This library provides very fast implementations of Levenshtein, Jaro-Winkler, and Hamming distance algorithms for batch matching of two input lists with zero cache misses (L1, LLi, LLd, LL). It is written in C++ and exposed to Python via Cython.
pip install fuzzmatch
Note: Cython and a C++20 compiler must be installed. The library will be compiled the first time you import it.
The state-of-the-art for fuzzy matching in Python is, without a doubt, maxbachmann's RapidFuzz. I have been using it for years because of its speed (written in C++ ) and its permissive MIT license ( unlike the GPL license of fuzzywuzzy ). However, there is a type of task that I couldn't accomplish effectively using RapidFuzz: matching two large input lists against each other.
Consider the scenario where you want to learn a new language (a real language, not a programming language), and you already speak a European language (e.g., English, Italian, German, Spanish). Almost all European languages have significant influences from Latin, which is a great advantage because you can leverage your existing knowledge to learn thousands of new words quickly in almost any European language.
English | German | Portuguese | French | Spanish | Italian |
---|---|---|---|---|---|
define | definieren | definir | définir | definir | definire |
English | German | Portuguese | French | Spanish | Italian |
---|---|---|---|---|---|
quality | Qualität | qualidade | qualité | cualidad | qualità |
Creating a vocabulary list with all these words seems like a perfect job for fuzzy matching, doesn't it? The words are not identical but very similar. It should be an easy task using Levenshtein or the Jaro-Winkler similarity, right? However, why didn't I succeed using RapidFuzz?
Let's take two languages that are very similar, so we can expect some 100% matches and many near matches (70–99%): Spanish and Italian.
I used the word lists from this repository for my tests: kkrypt0nn/wordlists
The Italian word list contains 95,152 words.
The Spanish word list contains 70,157 words.
Comparing each word from one list with every word from the other would require 6,675,578,864 comparisons.
RapidFuzz has a function called extractOne, which extracts the best match given a single word and a collection of words.
Let's try extractOne from RapidFuzz with the classic "foo" example:
>>> rapidfuzz.process.extractOne("foo", ["f", "foos"])
('f', 90.0, 0)
>>> rapidfuzz.process.extractOne("foo", ["foos", "f"])
('f', 90.0, 1)
Can you see the problem?
The issue here is that the length of the string is ignored.
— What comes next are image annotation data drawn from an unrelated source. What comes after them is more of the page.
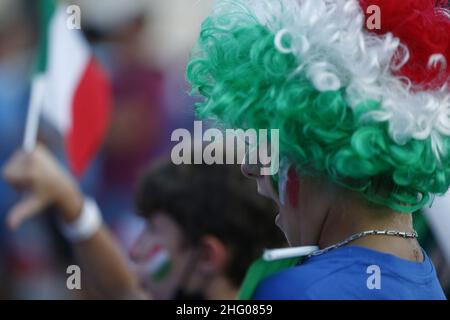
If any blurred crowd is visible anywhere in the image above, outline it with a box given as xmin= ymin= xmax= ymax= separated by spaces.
xmin=0 ymin=0 xmax=210 ymax=298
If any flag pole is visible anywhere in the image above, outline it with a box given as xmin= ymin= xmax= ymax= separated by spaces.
xmin=23 ymin=75 xmax=45 ymax=153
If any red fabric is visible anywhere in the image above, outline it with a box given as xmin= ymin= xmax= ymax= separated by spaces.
xmin=360 ymin=0 xmax=450 ymax=89
xmin=66 ymin=59 xmax=111 ymax=177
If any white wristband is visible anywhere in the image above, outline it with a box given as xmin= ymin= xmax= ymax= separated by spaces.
xmin=60 ymin=198 xmax=103 ymax=243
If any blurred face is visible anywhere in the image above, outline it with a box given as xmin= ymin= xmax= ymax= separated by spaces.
xmin=242 ymin=164 xmax=330 ymax=246
xmin=130 ymin=213 xmax=193 ymax=300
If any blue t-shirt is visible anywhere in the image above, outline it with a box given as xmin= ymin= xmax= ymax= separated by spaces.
xmin=253 ymin=246 xmax=446 ymax=300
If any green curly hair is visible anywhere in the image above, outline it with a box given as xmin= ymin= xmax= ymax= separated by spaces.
xmin=187 ymin=2 xmax=450 ymax=212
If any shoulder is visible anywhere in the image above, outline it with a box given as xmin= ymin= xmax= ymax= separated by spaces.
xmin=253 ymin=252 xmax=355 ymax=300
xmin=253 ymin=247 xmax=443 ymax=300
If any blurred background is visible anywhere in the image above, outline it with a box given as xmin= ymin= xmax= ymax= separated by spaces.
xmin=0 ymin=0 xmax=212 ymax=299
xmin=0 ymin=0 xmax=450 ymax=299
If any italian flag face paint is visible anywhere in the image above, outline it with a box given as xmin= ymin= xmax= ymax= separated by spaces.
xmin=35 ymin=0 xmax=111 ymax=176
xmin=147 ymin=245 xmax=172 ymax=282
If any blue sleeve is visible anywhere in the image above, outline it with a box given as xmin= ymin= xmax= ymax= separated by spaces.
xmin=253 ymin=273 xmax=309 ymax=300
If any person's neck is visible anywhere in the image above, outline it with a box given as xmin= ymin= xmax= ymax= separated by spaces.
xmin=318 ymin=195 xmax=424 ymax=262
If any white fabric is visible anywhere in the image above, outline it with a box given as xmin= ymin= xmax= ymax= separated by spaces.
xmin=60 ymin=198 xmax=103 ymax=242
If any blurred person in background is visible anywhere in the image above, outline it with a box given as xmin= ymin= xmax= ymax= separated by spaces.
xmin=75 ymin=0 xmax=168 ymax=242
xmin=0 ymin=0 xmax=70 ymax=298
xmin=4 ymin=146 xmax=284 ymax=299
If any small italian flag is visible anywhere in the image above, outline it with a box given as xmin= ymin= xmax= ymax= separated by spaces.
xmin=24 ymin=0 xmax=111 ymax=177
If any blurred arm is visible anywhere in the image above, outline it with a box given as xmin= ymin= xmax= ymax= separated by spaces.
xmin=4 ymin=146 xmax=146 ymax=299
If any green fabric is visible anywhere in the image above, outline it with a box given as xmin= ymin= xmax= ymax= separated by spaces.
xmin=237 ymin=257 xmax=302 ymax=300
xmin=35 ymin=0 xmax=56 ymax=73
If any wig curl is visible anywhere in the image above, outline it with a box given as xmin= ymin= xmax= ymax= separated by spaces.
xmin=187 ymin=0 xmax=450 ymax=212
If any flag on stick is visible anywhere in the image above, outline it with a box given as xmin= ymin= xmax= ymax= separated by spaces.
xmin=24 ymin=0 xmax=111 ymax=177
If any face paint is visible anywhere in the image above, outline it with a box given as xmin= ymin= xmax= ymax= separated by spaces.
xmin=147 ymin=245 xmax=172 ymax=282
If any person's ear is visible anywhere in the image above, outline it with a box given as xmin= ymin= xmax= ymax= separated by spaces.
xmin=197 ymin=236 xmax=229 ymax=275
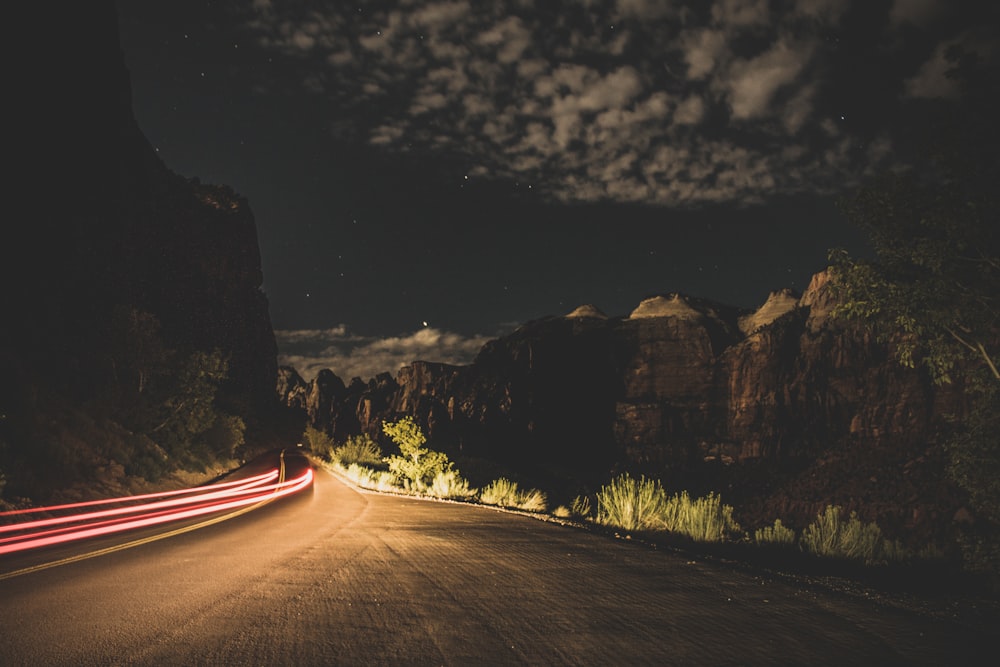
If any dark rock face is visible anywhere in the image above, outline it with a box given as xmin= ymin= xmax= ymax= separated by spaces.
xmin=281 ymin=272 xmax=958 ymax=536
xmin=0 ymin=0 xmax=279 ymax=496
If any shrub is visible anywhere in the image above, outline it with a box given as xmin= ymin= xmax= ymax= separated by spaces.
xmin=382 ymin=417 xmax=452 ymax=493
xmin=753 ymin=519 xmax=796 ymax=547
xmin=427 ymin=470 xmax=476 ymax=498
xmin=339 ymin=463 xmax=398 ymax=491
xmin=802 ymin=505 xmax=886 ymax=565
xmin=597 ymin=475 xmax=667 ymax=530
xmin=664 ymin=491 xmax=740 ymax=542
xmin=597 ymin=475 xmax=740 ymax=542
xmin=302 ymin=426 xmax=335 ymax=461
xmin=569 ymin=496 xmax=591 ymax=519
xmin=479 ymin=477 xmax=547 ymax=512
xmin=331 ymin=434 xmax=384 ymax=467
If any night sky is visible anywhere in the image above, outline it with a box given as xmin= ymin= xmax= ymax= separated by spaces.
xmin=118 ymin=0 xmax=997 ymax=380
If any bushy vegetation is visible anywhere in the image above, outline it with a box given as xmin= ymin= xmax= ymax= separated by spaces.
xmin=802 ymin=505 xmax=906 ymax=565
xmin=427 ymin=470 xmax=476 ymax=498
xmin=316 ymin=417 xmax=956 ymax=580
xmin=596 ymin=475 xmax=740 ymax=542
xmin=335 ymin=463 xmax=399 ymax=491
xmin=382 ymin=417 xmax=453 ymax=493
xmin=569 ymin=496 xmax=592 ymax=519
xmin=597 ymin=475 xmax=667 ymax=530
xmin=479 ymin=477 xmax=548 ymax=512
xmin=302 ymin=425 xmax=337 ymax=461
xmin=753 ymin=519 xmax=798 ymax=548
xmin=331 ymin=434 xmax=385 ymax=468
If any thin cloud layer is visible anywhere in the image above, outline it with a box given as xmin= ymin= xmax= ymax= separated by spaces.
xmin=275 ymin=325 xmax=490 ymax=382
xmin=240 ymin=0 xmax=991 ymax=206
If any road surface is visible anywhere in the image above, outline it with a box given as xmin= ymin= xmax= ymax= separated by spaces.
xmin=0 ymin=456 xmax=991 ymax=667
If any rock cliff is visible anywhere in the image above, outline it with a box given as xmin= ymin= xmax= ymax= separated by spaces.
xmin=0 ymin=0 xmax=279 ymax=500
xmin=281 ymin=272 xmax=958 ymax=536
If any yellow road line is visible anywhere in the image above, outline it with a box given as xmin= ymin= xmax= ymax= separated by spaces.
xmin=0 ymin=450 xmax=285 ymax=581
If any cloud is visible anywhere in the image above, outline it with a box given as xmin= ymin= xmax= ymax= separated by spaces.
xmin=275 ymin=325 xmax=491 ymax=382
xmin=889 ymin=0 xmax=946 ymax=26
xmin=240 ymin=0 xmax=984 ymax=207
xmin=722 ymin=40 xmax=812 ymax=120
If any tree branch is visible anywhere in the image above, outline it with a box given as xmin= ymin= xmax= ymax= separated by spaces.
xmin=976 ymin=343 xmax=1000 ymax=380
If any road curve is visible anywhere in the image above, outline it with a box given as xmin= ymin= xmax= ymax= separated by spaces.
xmin=0 ymin=462 xmax=986 ymax=666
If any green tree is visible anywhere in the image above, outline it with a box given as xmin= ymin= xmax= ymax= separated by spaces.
xmin=302 ymin=424 xmax=335 ymax=461
xmin=382 ymin=417 xmax=452 ymax=492
xmin=831 ymin=50 xmax=1000 ymax=581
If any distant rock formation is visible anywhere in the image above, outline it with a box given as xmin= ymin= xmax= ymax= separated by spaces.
xmin=282 ymin=272 xmax=968 ymax=540
xmin=0 ymin=0 xmax=280 ymax=500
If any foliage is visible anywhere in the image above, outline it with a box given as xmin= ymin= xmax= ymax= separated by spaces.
xmin=802 ymin=505 xmax=908 ymax=565
xmin=596 ymin=475 xmax=667 ymax=530
xmin=664 ymin=491 xmax=740 ymax=542
xmin=331 ymin=434 xmax=384 ymax=467
xmin=337 ymin=463 xmax=398 ymax=491
xmin=382 ymin=417 xmax=452 ymax=493
xmin=569 ymin=496 xmax=592 ymax=519
xmin=302 ymin=424 xmax=336 ymax=465
xmin=753 ymin=519 xmax=796 ymax=547
xmin=831 ymin=49 xmax=1000 ymax=577
xmin=426 ymin=470 xmax=476 ymax=498
xmin=479 ymin=477 xmax=548 ymax=512
xmin=596 ymin=475 xmax=739 ymax=542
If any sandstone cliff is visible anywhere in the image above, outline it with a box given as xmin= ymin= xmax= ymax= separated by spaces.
xmin=0 ymin=0 xmax=279 ymax=500
xmin=281 ymin=272 xmax=960 ymax=526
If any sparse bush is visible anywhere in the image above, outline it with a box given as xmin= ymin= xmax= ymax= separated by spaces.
xmin=479 ymin=477 xmax=548 ymax=512
xmin=753 ymin=519 xmax=796 ymax=547
xmin=339 ymin=463 xmax=399 ymax=491
xmin=427 ymin=470 xmax=476 ymax=498
xmin=597 ymin=475 xmax=667 ymax=530
xmin=302 ymin=426 xmax=335 ymax=461
xmin=331 ymin=434 xmax=384 ymax=468
xmin=664 ymin=491 xmax=740 ymax=542
xmin=597 ymin=475 xmax=739 ymax=542
xmin=382 ymin=417 xmax=452 ymax=493
xmin=802 ymin=505 xmax=886 ymax=565
xmin=569 ymin=496 xmax=592 ymax=519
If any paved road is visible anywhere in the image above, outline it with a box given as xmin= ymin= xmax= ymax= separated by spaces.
xmin=0 ymin=462 xmax=991 ymax=667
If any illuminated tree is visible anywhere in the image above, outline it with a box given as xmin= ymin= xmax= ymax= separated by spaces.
xmin=382 ymin=417 xmax=452 ymax=491
xmin=831 ymin=51 xmax=1000 ymax=581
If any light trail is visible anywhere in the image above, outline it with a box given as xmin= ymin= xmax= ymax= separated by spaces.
xmin=0 ymin=470 xmax=278 ymax=533
xmin=0 ymin=470 xmax=278 ymax=518
xmin=0 ymin=460 xmax=314 ymax=554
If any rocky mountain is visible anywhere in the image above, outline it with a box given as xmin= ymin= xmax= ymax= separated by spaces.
xmin=0 ymin=0 xmax=278 ymax=500
xmin=279 ymin=272 xmax=961 ymax=534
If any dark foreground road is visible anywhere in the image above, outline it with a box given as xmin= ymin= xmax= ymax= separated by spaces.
xmin=0 ymin=460 xmax=994 ymax=666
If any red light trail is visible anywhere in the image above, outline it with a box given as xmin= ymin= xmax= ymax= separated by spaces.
xmin=0 ymin=457 xmax=313 ymax=554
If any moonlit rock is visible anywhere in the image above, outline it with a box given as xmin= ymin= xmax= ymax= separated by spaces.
xmin=566 ymin=303 xmax=608 ymax=320
xmin=739 ymin=289 xmax=799 ymax=335
xmin=628 ymin=294 xmax=702 ymax=320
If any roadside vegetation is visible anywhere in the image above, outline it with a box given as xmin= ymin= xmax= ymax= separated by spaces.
xmin=303 ymin=417 xmax=946 ymax=580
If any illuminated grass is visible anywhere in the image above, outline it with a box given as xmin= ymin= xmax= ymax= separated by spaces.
xmin=802 ymin=505 xmax=908 ymax=565
xmin=479 ymin=477 xmax=548 ymax=512
xmin=595 ymin=475 xmax=740 ymax=542
xmin=596 ymin=475 xmax=667 ymax=530
xmin=753 ymin=519 xmax=798 ymax=548
xmin=330 ymin=435 xmax=383 ymax=466
xmin=337 ymin=463 xmax=399 ymax=491
xmin=426 ymin=470 xmax=476 ymax=498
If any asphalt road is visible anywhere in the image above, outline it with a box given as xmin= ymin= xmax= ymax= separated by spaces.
xmin=0 ymin=460 xmax=993 ymax=667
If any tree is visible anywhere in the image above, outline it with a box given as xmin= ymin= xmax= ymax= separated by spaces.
xmin=382 ymin=417 xmax=452 ymax=491
xmin=830 ymin=50 xmax=1000 ymax=582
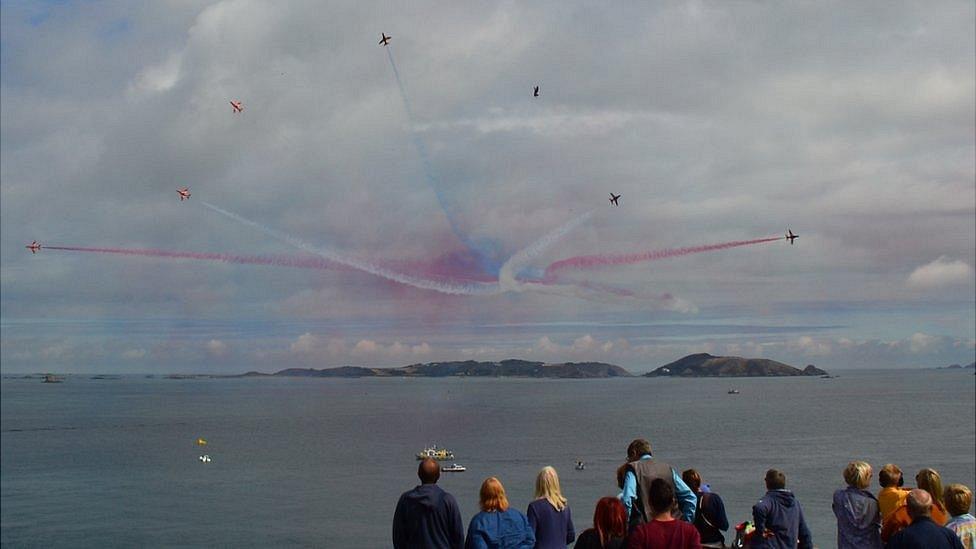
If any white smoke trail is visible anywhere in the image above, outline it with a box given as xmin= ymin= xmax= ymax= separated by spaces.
xmin=498 ymin=212 xmax=593 ymax=293
xmin=200 ymin=202 xmax=501 ymax=295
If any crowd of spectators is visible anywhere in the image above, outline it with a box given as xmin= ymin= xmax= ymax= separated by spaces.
xmin=393 ymin=439 xmax=976 ymax=549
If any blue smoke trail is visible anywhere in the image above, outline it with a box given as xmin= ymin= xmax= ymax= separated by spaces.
xmin=386 ymin=46 xmax=501 ymax=275
xmin=200 ymin=202 xmax=501 ymax=295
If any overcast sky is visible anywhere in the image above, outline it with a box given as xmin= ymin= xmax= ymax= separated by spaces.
xmin=0 ymin=0 xmax=976 ymax=373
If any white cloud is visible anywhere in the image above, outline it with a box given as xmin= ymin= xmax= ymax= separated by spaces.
xmin=908 ymin=256 xmax=974 ymax=288
xmin=129 ymin=53 xmax=183 ymax=94
xmin=122 ymin=349 xmax=146 ymax=360
xmin=207 ymin=339 xmax=227 ymax=357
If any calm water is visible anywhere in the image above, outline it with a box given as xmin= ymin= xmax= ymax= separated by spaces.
xmin=0 ymin=370 xmax=976 ymax=547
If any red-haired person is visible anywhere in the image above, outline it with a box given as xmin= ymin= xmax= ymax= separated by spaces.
xmin=464 ymin=477 xmax=535 ymax=549
xmin=573 ymin=496 xmax=627 ymax=549
xmin=627 ymin=478 xmax=701 ymax=549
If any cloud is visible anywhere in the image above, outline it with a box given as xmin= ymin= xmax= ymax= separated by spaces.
xmin=129 ymin=53 xmax=183 ymax=94
xmin=207 ymin=339 xmax=227 ymax=357
xmin=908 ymin=255 xmax=974 ymax=289
xmin=122 ymin=349 xmax=146 ymax=360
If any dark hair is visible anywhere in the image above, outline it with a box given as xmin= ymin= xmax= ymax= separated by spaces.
xmin=617 ymin=463 xmax=630 ymax=490
xmin=417 ymin=458 xmax=441 ymax=484
xmin=878 ymin=463 xmax=905 ymax=488
xmin=593 ymin=496 xmax=627 ymax=547
xmin=627 ymin=438 xmax=651 ymax=461
xmin=650 ymin=478 xmax=674 ymax=514
xmin=681 ymin=469 xmax=701 ymax=493
xmin=766 ymin=469 xmax=786 ymax=490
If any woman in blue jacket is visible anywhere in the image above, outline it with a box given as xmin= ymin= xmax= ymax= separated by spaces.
xmin=464 ymin=477 xmax=535 ymax=549
xmin=525 ymin=465 xmax=576 ymax=549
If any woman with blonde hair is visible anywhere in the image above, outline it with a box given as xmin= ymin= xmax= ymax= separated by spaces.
xmin=526 ymin=465 xmax=576 ymax=549
xmin=881 ymin=467 xmax=949 ymax=543
xmin=833 ymin=461 xmax=882 ymax=549
xmin=464 ymin=477 xmax=535 ymax=549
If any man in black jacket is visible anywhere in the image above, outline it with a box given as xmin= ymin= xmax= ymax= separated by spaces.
xmin=393 ymin=458 xmax=464 ymax=549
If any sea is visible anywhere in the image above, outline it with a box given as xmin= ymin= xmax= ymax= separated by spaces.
xmin=0 ymin=370 xmax=976 ymax=548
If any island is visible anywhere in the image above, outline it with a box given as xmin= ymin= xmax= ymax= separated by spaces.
xmin=235 ymin=359 xmax=633 ymax=379
xmin=644 ymin=353 xmax=829 ymax=377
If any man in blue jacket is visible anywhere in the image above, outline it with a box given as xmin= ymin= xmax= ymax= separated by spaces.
xmin=751 ymin=469 xmax=813 ymax=549
xmin=393 ymin=458 xmax=464 ymax=549
xmin=620 ymin=438 xmax=698 ymax=527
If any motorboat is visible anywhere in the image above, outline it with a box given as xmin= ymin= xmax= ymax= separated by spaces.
xmin=417 ymin=445 xmax=454 ymax=461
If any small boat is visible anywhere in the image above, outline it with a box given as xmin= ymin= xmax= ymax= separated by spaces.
xmin=417 ymin=445 xmax=454 ymax=461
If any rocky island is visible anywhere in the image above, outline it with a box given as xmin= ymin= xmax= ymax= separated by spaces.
xmin=644 ymin=353 xmax=828 ymax=377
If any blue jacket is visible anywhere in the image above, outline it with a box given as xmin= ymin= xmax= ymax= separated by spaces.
xmin=525 ymin=499 xmax=576 ymax=549
xmin=620 ymin=454 xmax=698 ymax=523
xmin=833 ymin=486 xmax=883 ymax=549
xmin=464 ymin=507 xmax=535 ymax=549
xmin=751 ymin=490 xmax=813 ymax=549
xmin=887 ymin=517 xmax=963 ymax=549
xmin=393 ymin=484 xmax=464 ymax=549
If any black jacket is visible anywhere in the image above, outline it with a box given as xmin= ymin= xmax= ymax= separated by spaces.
xmin=393 ymin=484 xmax=464 ymax=549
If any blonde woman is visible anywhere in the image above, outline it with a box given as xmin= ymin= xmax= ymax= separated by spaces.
xmin=833 ymin=461 xmax=882 ymax=549
xmin=464 ymin=477 xmax=535 ymax=549
xmin=526 ymin=465 xmax=576 ymax=549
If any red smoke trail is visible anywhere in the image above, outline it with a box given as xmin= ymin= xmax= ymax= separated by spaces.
xmin=543 ymin=236 xmax=783 ymax=280
xmin=41 ymin=246 xmax=491 ymax=282
xmin=42 ymin=246 xmax=345 ymax=270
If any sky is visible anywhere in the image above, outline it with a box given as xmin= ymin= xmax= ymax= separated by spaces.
xmin=0 ymin=0 xmax=976 ymax=374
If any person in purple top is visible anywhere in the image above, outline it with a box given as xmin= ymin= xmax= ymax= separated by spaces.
xmin=526 ymin=465 xmax=576 ymax=549
xmin=833 ymin=461 xmax=882 ymax=549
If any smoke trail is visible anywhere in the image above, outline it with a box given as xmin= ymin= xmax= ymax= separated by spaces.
xmin=44 ymin=246 xmax=345 ymax=270
xmin=386 ymin=46 xmax=498 ymax=274
xmin=543 ymin=236 xmax=783 ymax=281
xmin=200 ymin=202 xmax=500 ymax=295
xmin=498 ymin=212 xmax=593 ymax=291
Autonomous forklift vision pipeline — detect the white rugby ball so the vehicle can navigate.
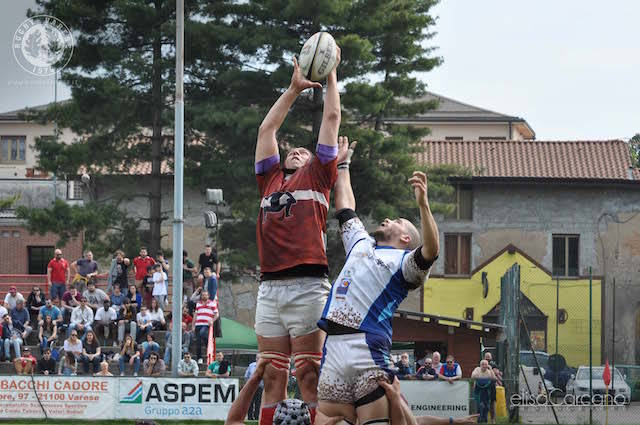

While the algorithm might be correct according to its design, from a human perspective, "foos" is a better match to "foo" than "f". Ignoring the string length might not be a problem in other cases, but in our scenario, it is significant. It means that single-character words (e.g., "y", "o", "a" in Spanish) match any word starting with the same letter.
For example, in Spanish, the word "o" means "or", and "otro" means "(an)other". "Otra" is the feminine version of "otro" ("otro hombre" / "otra mujer"), which means "otra" is much closer to "otro" than "o". However, RapidFuzz gives us this:
>>> rapidfuzz.process.extractOne("otro", ["o", "otra"])
('o', 90.0, 0)
Which is unfortunately useless in our case. When changing scorers, we get other interesting results:
# Looks much better, but...
>>> rapidfuzz.process.extractOne("foo", ["foos", "f"], scorer=rapidfuzz.fuzz.partial_ratio)
('foos', 100.0, 0)
# Different word order, different results, useless again:
>>> rapidfuzz.process.extractOne("foo", ["f", "foos"], scorer=rapidfuzz.fuzz.partial_ratio)
('f', 100.0, 0)
What about rapidfuzz.process.cdist?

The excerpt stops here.